COLUMBUS—The Ohio House of Representatives today approved Senate Joint Resolution 5, paving the way for historic, bipartisan congressional redistricting reform to now go before voters on the primary ballot on May 8th.
SJR 5 ensures that Ohio’s congressional map-making process features bipartisan support, keeps communities of interest whole and promotes districts that are compact and competitive.
“This is a big day for the state of Ohio, and I believe today’s action will lead to a successful and effective redistricting system for many years to come,” said Speaker of the Ohio House Cliff Rosenberger (R-Clarksville). “I am proud and appreciative of all the work that went into the historic reforms contained in this proposal. I want to thank leaders from both parties for coming together on such an important issue, as well as commend the members of the public for their input and passion over the past several months. I am encouraged that, moving forward, leaders will continue to have to work in a bipartisan manner when drawing congressional districts.”

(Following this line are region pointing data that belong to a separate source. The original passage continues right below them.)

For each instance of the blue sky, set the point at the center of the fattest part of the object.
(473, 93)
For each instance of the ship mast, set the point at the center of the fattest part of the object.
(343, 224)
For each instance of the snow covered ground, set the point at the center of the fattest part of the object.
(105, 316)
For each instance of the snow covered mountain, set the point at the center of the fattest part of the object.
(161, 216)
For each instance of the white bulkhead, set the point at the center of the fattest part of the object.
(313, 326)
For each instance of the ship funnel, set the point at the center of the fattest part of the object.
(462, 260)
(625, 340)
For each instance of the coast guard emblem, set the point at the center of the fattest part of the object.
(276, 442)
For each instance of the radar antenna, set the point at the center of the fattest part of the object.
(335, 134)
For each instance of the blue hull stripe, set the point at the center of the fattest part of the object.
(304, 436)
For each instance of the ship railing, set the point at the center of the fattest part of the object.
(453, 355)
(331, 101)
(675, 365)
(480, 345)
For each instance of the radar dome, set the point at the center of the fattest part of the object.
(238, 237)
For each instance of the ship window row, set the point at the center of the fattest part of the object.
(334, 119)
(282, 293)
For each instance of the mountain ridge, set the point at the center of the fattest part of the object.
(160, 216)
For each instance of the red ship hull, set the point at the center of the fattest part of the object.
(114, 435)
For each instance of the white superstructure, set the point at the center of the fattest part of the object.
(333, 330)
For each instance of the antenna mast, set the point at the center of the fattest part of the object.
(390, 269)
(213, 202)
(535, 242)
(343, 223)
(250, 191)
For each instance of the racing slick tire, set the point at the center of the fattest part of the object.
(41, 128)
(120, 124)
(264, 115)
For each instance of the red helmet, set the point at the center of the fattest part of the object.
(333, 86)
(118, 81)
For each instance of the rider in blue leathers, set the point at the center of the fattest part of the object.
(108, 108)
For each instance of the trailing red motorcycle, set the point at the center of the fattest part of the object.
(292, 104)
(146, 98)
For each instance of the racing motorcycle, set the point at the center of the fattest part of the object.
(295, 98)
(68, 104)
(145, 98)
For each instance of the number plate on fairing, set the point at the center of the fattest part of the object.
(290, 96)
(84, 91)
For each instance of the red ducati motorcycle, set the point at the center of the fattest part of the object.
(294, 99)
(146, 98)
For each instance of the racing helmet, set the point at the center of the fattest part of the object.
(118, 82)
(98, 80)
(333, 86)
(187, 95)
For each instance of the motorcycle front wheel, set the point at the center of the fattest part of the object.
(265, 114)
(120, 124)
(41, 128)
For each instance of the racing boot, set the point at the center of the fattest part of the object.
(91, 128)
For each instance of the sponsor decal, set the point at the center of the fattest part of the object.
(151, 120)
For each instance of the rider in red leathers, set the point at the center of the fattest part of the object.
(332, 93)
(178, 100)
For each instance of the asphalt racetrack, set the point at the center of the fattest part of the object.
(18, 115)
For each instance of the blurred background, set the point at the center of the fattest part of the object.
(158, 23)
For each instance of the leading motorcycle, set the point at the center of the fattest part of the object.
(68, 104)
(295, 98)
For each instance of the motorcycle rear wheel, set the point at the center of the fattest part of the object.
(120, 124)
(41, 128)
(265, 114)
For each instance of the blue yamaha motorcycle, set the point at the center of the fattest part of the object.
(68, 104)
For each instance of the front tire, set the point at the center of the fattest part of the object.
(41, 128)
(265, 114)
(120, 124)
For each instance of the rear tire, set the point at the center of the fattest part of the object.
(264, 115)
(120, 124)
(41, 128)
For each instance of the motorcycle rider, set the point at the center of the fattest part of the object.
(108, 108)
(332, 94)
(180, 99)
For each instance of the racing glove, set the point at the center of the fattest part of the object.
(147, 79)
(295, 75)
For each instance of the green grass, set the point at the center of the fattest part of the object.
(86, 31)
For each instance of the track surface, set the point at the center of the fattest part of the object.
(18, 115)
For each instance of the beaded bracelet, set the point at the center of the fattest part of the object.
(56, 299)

The culmination of months of bipartisan talks among the House, Senate and engaged citizen groups, SJR 5 aims to implement a congressional redistricting system similar to Issue 1, a 2015 ballot initiative that changed the way state House and Senate districts are drawn. Ohioans approved that ballot initiative with over 70 percent of the vote.

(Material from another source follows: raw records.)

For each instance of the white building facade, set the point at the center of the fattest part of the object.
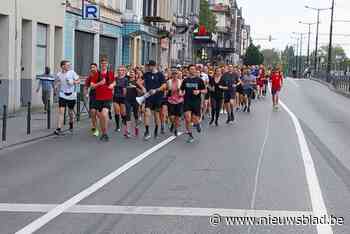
(31, 38)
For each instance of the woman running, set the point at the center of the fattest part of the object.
(175, 100)
(133, 90)
(119, 98)
(216, 87)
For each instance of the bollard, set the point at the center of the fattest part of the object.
(4, 123)
(29, 117)
(78, 107)
(65, 116)
(48, 114)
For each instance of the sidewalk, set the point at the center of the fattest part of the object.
(17, 127)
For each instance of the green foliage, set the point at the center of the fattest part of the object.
(253, 56)
(271, 57)
(207, 17)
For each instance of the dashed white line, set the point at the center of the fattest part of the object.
(58, 210)
(153, 210)
(318, 204)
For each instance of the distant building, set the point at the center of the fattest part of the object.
(185, 19)
(31, 38)
(86, 41)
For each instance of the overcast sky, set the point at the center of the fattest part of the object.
(280, 18)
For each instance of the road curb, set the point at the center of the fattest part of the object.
(332, 88)
(31, 140)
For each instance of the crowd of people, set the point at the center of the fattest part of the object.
(190, 93)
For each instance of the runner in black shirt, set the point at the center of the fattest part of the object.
(216, 85)
(193, 87)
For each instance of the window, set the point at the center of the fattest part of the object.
(129, 4)
(41, 48)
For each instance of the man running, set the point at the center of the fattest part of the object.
(230, 78)
(133, 90)
(193, 87)
(248, 81)
(103, 84)
(91, 94)
(121, 82)
(154, 83)
(175, 100)
(276, 86)
(65, 83)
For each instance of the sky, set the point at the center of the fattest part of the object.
(279, 18)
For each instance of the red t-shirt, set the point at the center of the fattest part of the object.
(276, 81)
(103, 92)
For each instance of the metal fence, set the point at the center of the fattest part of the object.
(340, 80)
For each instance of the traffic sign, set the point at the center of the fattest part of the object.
(90, 11)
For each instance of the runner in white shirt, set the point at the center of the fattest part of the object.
(65, 83)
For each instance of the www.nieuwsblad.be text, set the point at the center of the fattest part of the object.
(303, 220)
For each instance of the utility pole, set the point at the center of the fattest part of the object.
(317, 31)
(329, 64)
(308, 42)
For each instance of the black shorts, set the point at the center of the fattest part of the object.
(66, 103)
(239, 89)
(92, 104)
(100, 105)
(175, 109)
(248, 92)
(119, 100)
(194, 107)
(131, 106)
(153, 104)
(228, 96)
(164, 101)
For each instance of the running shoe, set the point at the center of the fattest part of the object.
(136, 131)
(198, 127)
(190, 139)
(58, 132)
(95, 132)
(147, 136)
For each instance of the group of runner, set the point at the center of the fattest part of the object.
(193, 92)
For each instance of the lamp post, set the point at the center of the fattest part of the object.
(300, 67)
(317, 29)
(329, 64)
(308, 42)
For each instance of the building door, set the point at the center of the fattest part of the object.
(108, 48)
(84, 52)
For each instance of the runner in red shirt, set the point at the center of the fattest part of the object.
(103, 84)
(91, 94)
(260, 81)
(276, 85)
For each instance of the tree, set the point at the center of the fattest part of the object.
(271, 57)
(253, 56)
(207, 17)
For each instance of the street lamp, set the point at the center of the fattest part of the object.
(318, 24)
(308, 42)
(329, 64)
(300, 67)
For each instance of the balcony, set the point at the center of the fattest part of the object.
(220, 8)
(223, 29)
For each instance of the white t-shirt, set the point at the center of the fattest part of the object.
(205, 77)
(68, 89)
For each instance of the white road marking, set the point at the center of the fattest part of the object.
(294, 82)
(318, 205)
(261, 155)
(152, 210)
(267, 133)
(58, 210)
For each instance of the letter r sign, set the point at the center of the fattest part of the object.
(91, 11)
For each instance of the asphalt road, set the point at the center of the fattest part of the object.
(255, 167)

“Our goal from the beginning was to bring together leaders from both sides of the aisle to seek a compromise on how Ohio’s congressional lines are drawn moving forward,” said House Speaker Pro Tempore Kirk Schuring (R-Canton), who was among the four members on the bipartisan Congressional Redistricting Working Group. “As today’s vote shows, these talks were collaborative and productive, and I believe we are putting before voters a proposal that promotes a fair and competitive redistricting system that reflects the voices of all the people who participated in this process.”
If passed by voters in May, Ohio’s new redistricting system would require drawing a map that earns three-fifths support by each chamber of the General Assembly, including at least 50 percent support from the minority party.
Failure to meet that threshold would send the decision to the seven-member Redistricting Commission, consisting of appointees from the Governor, Secretary of State and State Auditor, as well as two Republicans and two Democrats from the Ohio House and Senate. The commission’s goal would be to create a 10-year map that earns majority approval from the commission and approval from at least two minority party members.
Further steps are also in place should the commission fail to meet that requirement, including ultimately the General Assembly approving a temporary map lasting for four years, after which time the process begins anew to create a six-year map.
Having passed both legislative chambers, SJR 5 now heads to the Secretary of State’s office to be filed as a ballot initiative.